Do I look like a cat on a hot tin roof right now. For starters, was I not able to go to work this morning. At six am, did I take a run as usual. All of a sudden, a very convincing flashback took over my mind and forced me to have to call in sick afterwards. It seems as though my vehement feelings of despair prevented me from doing the right thing. In the following post will I be talking about how to combat negative thoughts from a personal point of view.
Is it still feasible for me to get better. Albeit, a little unlikely. Not that I want to be bearer of bad news. Though, as time passes by it seems more complicated for me to wash my hair off my problems.

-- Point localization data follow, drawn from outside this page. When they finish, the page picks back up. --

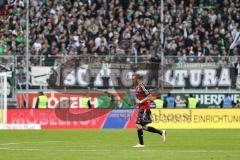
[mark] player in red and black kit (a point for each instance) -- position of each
(144, 113)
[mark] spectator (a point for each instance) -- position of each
(81, 27)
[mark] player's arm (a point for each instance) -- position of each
(148, 98)
(147, 93)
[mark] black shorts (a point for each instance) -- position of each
(144, 117)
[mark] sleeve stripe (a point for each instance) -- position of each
(144, 89)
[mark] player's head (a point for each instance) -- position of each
(41, 93)
(136, 79)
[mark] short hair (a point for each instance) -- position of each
(138, 76)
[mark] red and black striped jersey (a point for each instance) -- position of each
(141, 93)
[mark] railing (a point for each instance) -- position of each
(15, 65)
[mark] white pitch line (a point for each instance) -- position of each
(15, 143)
(109, 150)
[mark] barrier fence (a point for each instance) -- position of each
(107, 118)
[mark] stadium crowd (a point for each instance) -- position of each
(199, 28)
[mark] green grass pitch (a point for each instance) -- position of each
(115, 144)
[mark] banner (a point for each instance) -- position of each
(196, 118)
(52, 119)
(76, 100)
(107, 118)
(190, 76)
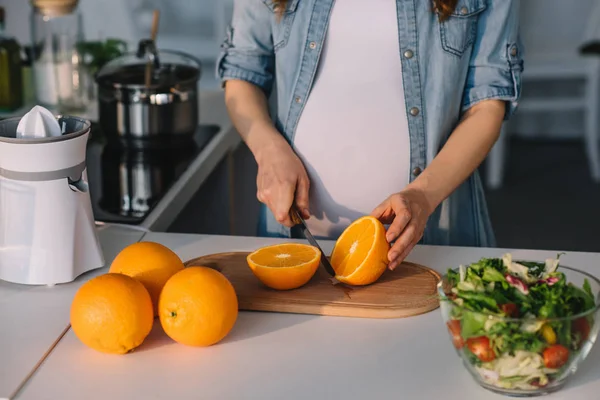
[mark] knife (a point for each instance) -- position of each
(298, 220)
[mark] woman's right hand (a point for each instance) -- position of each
(282, 181)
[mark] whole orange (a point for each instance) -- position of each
(112, 313)
(150, 263)
(198, 306)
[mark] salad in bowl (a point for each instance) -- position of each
(520, 327)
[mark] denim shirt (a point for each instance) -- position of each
(447, 67)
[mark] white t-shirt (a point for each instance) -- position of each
(353, 132)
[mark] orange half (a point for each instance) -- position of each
(359, 256)
(285, 266)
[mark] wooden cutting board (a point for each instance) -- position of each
(408, 290)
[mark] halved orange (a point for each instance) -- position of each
(359, 256)
(284, 266)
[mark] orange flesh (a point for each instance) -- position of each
(357, 242)
(283, 256)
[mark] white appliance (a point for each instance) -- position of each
(47, 228)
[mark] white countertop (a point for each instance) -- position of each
(33, 317)
(279, 356)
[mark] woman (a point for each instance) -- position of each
(381, 107)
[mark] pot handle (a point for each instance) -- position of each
(147, 49)
(79, 185)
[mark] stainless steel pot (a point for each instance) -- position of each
(139, 114)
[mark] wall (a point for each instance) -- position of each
(197, 27)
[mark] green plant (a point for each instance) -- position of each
(97, 53)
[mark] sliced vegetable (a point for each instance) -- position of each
(580, 328)
(555, 356)
(548, 334)
(531, 351)
(454, 329)
(510, 309)
(481, 347)
(517, 283)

Do I know that I have to nip my issues in the bud before I get flung out of work. Notwithstanding, do I also have to walk on eggshells after having been absent for a while at work. Not to mention, that my indiscreet remarks against my workplace to one of the parents of my students almost damaged my reputation.
Do I have to put things on a balance and get my priorities straight. Have I been regarding this iffy job I am in as more important than my health. Thus, it all backfired. Taking meds is part and parcel of following a treatment. Albeit, both the medicine and the psychotherapy go hand in hand. Moreover, to answer my initial question and not to fudge the reason why I wrote this post in the first place let me say as follows: The sooner I keep up with the treatment and keep my mind busy, the faster will things fall into place.
Hence, in order not to be in a dip all the time, will I have to make a huge effort. Perhaps I cannot change my past. Not to mention that I ascribe my failures to my kin's manipulation. Though, what I can do is work towards a better future. Exactly how I will heal myself still remains a grey area. Be that as it may, what I know is that I cannot believe in Sod's law for now.